Hımâr: Kadının kendisiyle başını, anlını yüzünü ve boynunu örttüğü başörtüsüdür. Bu örtünün kadının yüzünü, omuzlarını ve göğsünü örtecek nitelikte olması şarttır. Nitekim İmâm İbn Hacer rahîmehullâh şöyle demiştir: “Hımâr: Kadının yüzünü örttüğü örtüdür.” [İbn Hacer, Fethu’l-Bârî: 10/48. ]

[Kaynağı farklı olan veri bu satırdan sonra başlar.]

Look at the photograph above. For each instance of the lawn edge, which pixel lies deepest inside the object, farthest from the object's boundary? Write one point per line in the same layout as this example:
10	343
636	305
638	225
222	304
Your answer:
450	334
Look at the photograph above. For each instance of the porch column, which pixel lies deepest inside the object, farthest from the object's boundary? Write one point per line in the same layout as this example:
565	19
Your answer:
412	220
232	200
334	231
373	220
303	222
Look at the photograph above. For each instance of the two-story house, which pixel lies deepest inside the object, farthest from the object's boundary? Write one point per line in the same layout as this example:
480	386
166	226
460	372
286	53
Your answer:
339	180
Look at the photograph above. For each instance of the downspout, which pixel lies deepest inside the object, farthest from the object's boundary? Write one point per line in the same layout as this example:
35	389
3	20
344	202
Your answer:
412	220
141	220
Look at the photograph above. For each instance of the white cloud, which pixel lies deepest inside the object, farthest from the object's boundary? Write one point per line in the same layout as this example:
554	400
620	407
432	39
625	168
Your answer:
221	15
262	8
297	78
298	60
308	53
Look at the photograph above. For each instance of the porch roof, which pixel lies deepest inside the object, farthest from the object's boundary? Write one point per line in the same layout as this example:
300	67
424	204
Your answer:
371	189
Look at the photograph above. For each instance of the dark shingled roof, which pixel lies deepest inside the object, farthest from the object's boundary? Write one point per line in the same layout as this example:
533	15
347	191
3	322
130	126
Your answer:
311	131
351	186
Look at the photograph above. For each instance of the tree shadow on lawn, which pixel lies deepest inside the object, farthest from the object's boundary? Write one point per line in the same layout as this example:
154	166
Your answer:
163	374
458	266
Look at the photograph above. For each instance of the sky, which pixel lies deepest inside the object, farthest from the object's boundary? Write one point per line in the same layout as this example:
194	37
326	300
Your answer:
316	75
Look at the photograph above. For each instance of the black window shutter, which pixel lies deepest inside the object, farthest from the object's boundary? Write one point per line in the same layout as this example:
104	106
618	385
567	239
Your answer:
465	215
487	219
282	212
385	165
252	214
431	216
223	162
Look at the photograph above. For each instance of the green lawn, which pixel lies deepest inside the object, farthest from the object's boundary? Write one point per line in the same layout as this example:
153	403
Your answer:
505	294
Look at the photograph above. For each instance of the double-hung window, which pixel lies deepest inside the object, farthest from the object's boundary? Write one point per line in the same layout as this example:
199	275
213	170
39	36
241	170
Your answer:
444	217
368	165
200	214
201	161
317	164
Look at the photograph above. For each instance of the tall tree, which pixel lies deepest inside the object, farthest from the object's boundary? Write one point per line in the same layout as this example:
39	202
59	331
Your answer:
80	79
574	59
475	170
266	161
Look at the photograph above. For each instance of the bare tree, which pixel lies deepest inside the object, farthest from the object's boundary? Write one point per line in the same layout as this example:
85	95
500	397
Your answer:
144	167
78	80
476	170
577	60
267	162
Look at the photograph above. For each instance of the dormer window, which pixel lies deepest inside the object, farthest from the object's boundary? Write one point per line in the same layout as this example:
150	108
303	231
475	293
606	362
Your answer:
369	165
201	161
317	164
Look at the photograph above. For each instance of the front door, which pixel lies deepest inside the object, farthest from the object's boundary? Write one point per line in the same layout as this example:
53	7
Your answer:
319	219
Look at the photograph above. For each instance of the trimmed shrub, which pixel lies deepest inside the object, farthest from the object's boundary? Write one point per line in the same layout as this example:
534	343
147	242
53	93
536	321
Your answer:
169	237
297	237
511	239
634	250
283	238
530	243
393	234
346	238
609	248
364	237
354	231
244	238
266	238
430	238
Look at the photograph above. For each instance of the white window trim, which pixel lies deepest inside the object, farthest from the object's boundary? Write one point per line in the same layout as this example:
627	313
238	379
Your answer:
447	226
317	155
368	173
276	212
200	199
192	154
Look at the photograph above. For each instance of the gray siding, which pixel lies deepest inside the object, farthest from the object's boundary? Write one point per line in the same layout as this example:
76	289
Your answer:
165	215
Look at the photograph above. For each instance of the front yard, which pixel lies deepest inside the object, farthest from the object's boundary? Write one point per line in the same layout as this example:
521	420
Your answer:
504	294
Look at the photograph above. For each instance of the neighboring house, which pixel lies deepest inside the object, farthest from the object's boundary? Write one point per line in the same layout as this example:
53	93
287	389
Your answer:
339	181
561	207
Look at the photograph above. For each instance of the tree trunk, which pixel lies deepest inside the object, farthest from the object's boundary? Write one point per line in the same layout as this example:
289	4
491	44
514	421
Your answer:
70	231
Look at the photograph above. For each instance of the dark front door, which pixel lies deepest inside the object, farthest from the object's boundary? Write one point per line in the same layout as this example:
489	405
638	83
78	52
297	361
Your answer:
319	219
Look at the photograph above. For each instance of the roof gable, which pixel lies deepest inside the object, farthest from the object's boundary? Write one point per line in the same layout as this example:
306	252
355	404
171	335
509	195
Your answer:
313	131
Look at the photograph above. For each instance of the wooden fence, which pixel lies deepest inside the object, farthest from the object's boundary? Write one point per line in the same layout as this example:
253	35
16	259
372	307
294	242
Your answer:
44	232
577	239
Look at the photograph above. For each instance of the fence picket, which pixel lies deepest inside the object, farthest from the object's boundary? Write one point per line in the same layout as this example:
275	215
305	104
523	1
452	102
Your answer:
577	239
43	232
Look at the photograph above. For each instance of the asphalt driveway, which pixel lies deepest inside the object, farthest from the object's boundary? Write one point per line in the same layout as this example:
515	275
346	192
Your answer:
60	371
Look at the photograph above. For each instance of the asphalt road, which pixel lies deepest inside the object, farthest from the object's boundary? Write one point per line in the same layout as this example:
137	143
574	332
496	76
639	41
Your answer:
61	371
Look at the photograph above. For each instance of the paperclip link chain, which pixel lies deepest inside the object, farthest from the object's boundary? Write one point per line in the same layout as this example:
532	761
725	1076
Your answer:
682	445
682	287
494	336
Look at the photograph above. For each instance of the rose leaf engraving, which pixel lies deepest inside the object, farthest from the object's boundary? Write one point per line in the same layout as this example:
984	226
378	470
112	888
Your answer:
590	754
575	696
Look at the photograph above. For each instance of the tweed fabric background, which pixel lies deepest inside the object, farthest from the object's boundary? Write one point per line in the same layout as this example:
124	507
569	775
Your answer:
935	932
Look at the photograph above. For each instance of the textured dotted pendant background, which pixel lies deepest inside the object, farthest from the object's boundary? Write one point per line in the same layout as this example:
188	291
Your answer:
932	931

Cilbâb: Kadının başından ayağına kadar tüm bedenini ziynetleriyle beraber kendisiyle örtündüğü şeydir. Bu çarşaf olabileceği gibi ferace de olabilir. Nitekim Şeyhu’l-İslâm İbn Teymiyye rahîmehullâh şöyle demiştir: “(الْخِمَار Hımârın çoğulu)الْخُمُر Humur: Başı, yüzü ve boynu örten örtülerdir. (الْجِلْبَاب Cilbâbın çoğulu) الْجَلَابِيب Celâbib: Baş üzerinden sarkıtılan elbisedir. Onu giyenin vücudundan gözleri dışında hiçbir yeri görünmez.” [İbn Teymiyye, Mecmûu’l-Fetâvâ: 22/147.]
Hımâr ve cilbâb ile emredilen hicâb tamâm olur. Buna göre mü’min bir kadının hicâbında bulunması gerekli şartlar şöyledir:
1. Yüz de dâhil olmak üzere baştan ayağa kadar vücudun tümünü örtmeli, herhangi bir yerini açıkta bırakmamalıdır.
2. İçini göstermeyecek şekilde kalın olmalı, ince ve şeffaf olmamalıdır.
3. Vücudun üzerinde serbestçe durmalı, vücuda yapışma özelliği bulunmamalıdır.
4. Bol ve dökümlü olmalı, vücut hatlarını belli edecek şekilde dar olmamalıdır.
5. Sade ve ziynetsiz olmalı, dikkatleri üzerine çekecek şekilde işlemeli ve renkli olmamalıdır.